Sadly, the New York Philharmonic has chosen to perform in North Korea next year.
Even if this comes with the blessing – or encouragement – of those cock-eyed optimists in the State Department, this is no worthy cultural breakthrough.
Nor a cause for celebration.
It is, in fact, a public-relations triumph for a regime with an appalling human-rights record.
As arts critic Terry Teachout noted in the Wall Street Journal recently, this bears no resemblance to the Philharmonic’s visit to Moscow in 1958: “In the Soviet Union under Stalin and Khrushchev, classical music was generally accessible and composers like Sergei Prokofiev and Dmitri Shostakovich managed to write major works in spite of the rigid censorship to which they were subjected.

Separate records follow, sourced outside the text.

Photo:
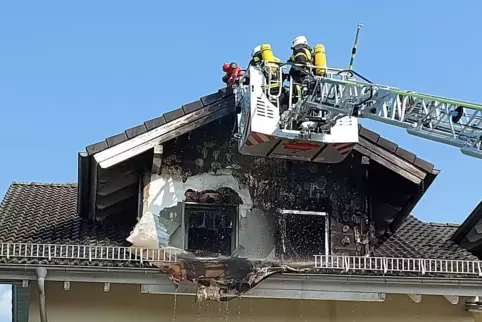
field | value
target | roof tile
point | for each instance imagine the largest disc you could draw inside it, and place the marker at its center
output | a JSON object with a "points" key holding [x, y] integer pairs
{"points": [[152, 124], [96, 147], [46, 213], [417, 239], [174, 114], [192, 107], [135, 131], [116, 139], [211, 98]]}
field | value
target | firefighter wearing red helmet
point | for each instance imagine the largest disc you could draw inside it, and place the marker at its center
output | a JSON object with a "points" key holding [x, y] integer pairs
{"points": [[233, 72]]}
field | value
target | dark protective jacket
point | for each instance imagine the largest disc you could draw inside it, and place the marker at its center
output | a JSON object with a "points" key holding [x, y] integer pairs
{"points": [[256, 60], [302, 54]]}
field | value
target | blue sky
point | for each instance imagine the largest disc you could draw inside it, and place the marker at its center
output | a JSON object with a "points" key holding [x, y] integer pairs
{"points": [[75, 72]]}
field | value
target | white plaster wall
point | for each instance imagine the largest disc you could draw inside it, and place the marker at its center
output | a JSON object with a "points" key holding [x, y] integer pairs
{"points": [[88, 302], [161, 222]]}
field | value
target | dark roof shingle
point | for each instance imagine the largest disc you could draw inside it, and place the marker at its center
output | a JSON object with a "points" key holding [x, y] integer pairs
{"points": [[41, 213], [46, 214], [418, 239]]}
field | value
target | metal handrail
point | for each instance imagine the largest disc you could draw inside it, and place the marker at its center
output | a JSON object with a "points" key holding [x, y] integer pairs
{"points": [[399, 265], [328, 262], [86, 252]]}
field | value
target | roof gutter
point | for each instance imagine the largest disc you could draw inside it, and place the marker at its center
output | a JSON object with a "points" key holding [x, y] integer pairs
{"points": [[41, 273], [456, 286]]}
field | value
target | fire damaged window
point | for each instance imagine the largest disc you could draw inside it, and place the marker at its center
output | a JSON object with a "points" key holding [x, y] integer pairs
{"points": [[302, 234], [210, 228]]}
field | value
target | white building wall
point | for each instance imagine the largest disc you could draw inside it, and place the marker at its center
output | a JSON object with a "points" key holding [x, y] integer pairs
{"points": [[89, 302], [161, 223]]}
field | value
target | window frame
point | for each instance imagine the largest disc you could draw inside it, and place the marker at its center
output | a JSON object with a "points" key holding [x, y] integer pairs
{"points": [[235, 221], [326, 217]]}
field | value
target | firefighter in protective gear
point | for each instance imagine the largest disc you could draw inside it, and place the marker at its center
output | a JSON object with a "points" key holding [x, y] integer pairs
{"points": [[256, 57], [263, 54], [302, 56], [233, 72]]}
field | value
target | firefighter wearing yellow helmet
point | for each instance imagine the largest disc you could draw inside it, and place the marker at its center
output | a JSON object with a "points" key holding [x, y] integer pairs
{"points": [[263, 54], [256, 57], [301, 56]]}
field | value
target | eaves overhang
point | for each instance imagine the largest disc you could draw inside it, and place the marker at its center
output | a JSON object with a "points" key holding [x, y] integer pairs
{"points": [[294, 286]]}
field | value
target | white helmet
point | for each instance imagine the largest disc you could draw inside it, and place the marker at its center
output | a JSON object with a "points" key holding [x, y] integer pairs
{"points": [[299, 40], [256, 50]]}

“North Korea, by contrast, does not have anything remotely resembling a serious musical culture – and what it does have is not available to ordinary citizens,” wrote Teachout.
Indeed, Pyongyang crushes all culture – save for propaganda that glorifies dictator “Dear Leader” Kim Jong Il.

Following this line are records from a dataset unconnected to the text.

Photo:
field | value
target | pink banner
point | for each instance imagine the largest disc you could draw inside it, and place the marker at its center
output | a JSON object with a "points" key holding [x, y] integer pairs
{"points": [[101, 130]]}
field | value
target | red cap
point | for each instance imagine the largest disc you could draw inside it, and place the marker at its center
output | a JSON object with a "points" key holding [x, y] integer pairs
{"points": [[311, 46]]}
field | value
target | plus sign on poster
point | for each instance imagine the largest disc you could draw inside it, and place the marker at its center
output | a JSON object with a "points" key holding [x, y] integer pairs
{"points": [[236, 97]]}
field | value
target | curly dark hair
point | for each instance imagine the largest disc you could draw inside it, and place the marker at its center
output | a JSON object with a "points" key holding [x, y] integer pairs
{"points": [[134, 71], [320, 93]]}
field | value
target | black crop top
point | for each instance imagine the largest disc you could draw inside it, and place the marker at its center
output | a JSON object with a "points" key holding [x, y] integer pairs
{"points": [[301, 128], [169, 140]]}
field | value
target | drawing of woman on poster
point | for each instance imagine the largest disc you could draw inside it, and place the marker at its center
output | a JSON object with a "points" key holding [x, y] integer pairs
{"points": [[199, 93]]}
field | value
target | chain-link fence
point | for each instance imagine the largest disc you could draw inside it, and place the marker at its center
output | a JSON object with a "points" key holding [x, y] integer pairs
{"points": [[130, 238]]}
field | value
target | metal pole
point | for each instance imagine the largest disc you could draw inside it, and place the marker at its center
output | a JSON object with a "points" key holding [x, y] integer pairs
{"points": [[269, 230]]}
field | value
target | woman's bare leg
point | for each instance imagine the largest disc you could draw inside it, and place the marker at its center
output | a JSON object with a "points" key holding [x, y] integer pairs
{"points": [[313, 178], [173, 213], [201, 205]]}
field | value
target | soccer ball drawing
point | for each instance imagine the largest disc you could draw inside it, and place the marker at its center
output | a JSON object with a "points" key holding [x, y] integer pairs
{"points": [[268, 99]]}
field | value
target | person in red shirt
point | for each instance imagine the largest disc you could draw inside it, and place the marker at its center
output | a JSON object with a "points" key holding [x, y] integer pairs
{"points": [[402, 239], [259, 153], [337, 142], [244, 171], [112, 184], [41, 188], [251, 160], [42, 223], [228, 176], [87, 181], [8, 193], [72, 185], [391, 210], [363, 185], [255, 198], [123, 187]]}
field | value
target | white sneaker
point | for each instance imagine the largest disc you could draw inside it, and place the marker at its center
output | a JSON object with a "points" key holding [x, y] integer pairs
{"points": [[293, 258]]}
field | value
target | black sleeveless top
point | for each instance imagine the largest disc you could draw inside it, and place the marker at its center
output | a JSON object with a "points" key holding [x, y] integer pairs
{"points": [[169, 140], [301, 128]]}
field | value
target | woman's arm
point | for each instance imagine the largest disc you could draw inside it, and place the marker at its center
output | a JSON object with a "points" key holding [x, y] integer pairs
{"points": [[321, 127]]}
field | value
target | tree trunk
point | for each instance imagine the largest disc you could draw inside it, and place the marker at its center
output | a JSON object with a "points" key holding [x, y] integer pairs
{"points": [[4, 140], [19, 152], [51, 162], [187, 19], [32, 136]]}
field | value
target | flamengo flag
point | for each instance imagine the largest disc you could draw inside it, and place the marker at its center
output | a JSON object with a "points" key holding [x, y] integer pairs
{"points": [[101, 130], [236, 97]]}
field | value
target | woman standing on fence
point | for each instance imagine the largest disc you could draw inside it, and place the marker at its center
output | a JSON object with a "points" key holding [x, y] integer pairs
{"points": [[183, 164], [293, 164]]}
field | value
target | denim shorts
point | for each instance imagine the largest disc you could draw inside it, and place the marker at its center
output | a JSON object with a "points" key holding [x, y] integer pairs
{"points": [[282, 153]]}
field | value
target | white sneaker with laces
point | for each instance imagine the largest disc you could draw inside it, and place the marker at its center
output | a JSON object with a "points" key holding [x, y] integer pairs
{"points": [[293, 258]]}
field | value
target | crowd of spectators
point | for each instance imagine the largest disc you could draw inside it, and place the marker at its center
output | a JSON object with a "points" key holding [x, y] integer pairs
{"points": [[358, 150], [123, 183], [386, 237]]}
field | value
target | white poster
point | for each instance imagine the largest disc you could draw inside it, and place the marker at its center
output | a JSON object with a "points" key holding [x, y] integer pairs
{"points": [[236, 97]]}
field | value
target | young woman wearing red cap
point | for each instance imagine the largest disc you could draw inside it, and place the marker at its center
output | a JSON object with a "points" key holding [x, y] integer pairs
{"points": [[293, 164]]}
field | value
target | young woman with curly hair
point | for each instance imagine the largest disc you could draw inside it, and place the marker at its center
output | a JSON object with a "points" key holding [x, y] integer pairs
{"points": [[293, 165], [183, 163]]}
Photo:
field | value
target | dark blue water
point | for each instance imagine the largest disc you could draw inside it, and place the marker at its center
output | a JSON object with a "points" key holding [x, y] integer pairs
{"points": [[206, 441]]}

But the evil regime is best seen by how it treats its own people:
* Failure to obey strict, often arbitrary, laws is punishable by sentencing to one of seven political hard-labor camps.

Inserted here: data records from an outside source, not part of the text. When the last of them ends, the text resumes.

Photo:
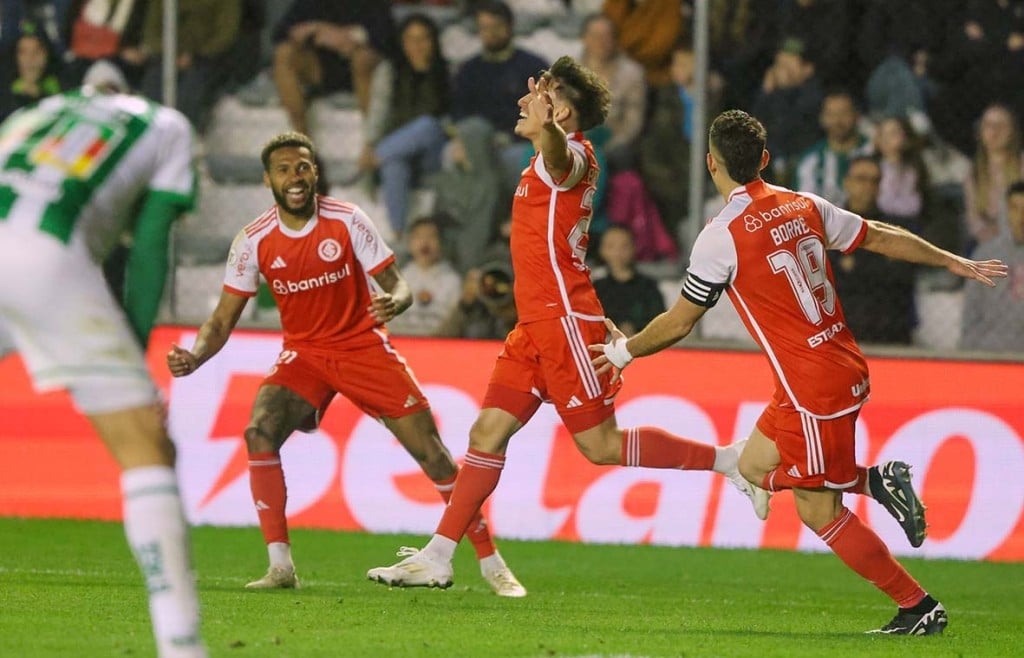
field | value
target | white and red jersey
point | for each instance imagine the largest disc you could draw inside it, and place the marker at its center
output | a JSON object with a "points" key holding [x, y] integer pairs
{"points": [[767, 250], [550, 223], [320, 275]]}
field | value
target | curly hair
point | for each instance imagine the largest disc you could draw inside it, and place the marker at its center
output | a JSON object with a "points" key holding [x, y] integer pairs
{"points": [[739, 139], [282, 140], [583, 88]]}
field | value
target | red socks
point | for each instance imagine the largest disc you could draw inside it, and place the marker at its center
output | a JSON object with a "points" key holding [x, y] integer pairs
{"points": [[476, 480], [863, 552], [266, 480], [477, 533], [654, 448]]}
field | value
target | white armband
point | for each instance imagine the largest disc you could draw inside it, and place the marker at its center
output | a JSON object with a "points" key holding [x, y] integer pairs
{"points": [[616, 352]]}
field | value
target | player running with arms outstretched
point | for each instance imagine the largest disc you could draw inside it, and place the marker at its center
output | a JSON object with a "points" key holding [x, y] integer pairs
{"points": [[322, 257], [545, 357], [767, 251]]}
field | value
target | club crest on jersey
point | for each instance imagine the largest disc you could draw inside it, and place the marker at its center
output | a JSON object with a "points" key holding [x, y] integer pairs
{"points": [[329, 250]]}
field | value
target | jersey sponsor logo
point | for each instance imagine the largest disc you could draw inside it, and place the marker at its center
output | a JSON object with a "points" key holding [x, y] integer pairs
{"points": [[241, 261], [329, 250], [825, 335], [753, 222], [286, 287]]}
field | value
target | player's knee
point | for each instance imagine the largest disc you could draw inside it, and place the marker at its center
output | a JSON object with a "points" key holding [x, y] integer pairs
{"points": [[257, 440]]}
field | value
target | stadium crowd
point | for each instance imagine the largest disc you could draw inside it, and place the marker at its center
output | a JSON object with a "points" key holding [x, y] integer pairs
{"points": [[906, 112]]}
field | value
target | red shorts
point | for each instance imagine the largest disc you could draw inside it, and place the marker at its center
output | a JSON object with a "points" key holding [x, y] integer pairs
{"points": [[375, 378], [814, 452], [548, 361]]}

* Human-rights groups estimate that as many as a million political prisoners have perished in these camps since they were constructed in 1972.
* Political prisoners have been used as guinea pigs for medical experiments.
* A third of the country’s gross domestic product is spent on a million-man army, missiles and – until a recently announced suspension – an expensive nuclear-weapons program, even as hospitals remain dangerously undersupplied.
* A natural famine that struck the country in 1995 was deepened by obsolete agricultural and economic policies – resulting in death by starvation and disease of more than 10 percent of a population of 22 million over the last decade.
* The famine causes many children to grow up orphaned with mental and physical handicaps – including stunted growth – from severe malnutrition.
* International food aid is redirected toward the regime’s loyalists.
* All the while, Kim Jong Il lives in the lap of luxury, feasting on international foods that his personal chefs travel abroad to obtain for him, imbibing rare cognacs and being entertained by female “happiness teams.”
This is the government that the New York Philharmonic wishes to reward with our highest musical culture?
Sad that they would entertain the idea to perform for this regime of cutthroats.
Horrific that the State Department would put them up to it.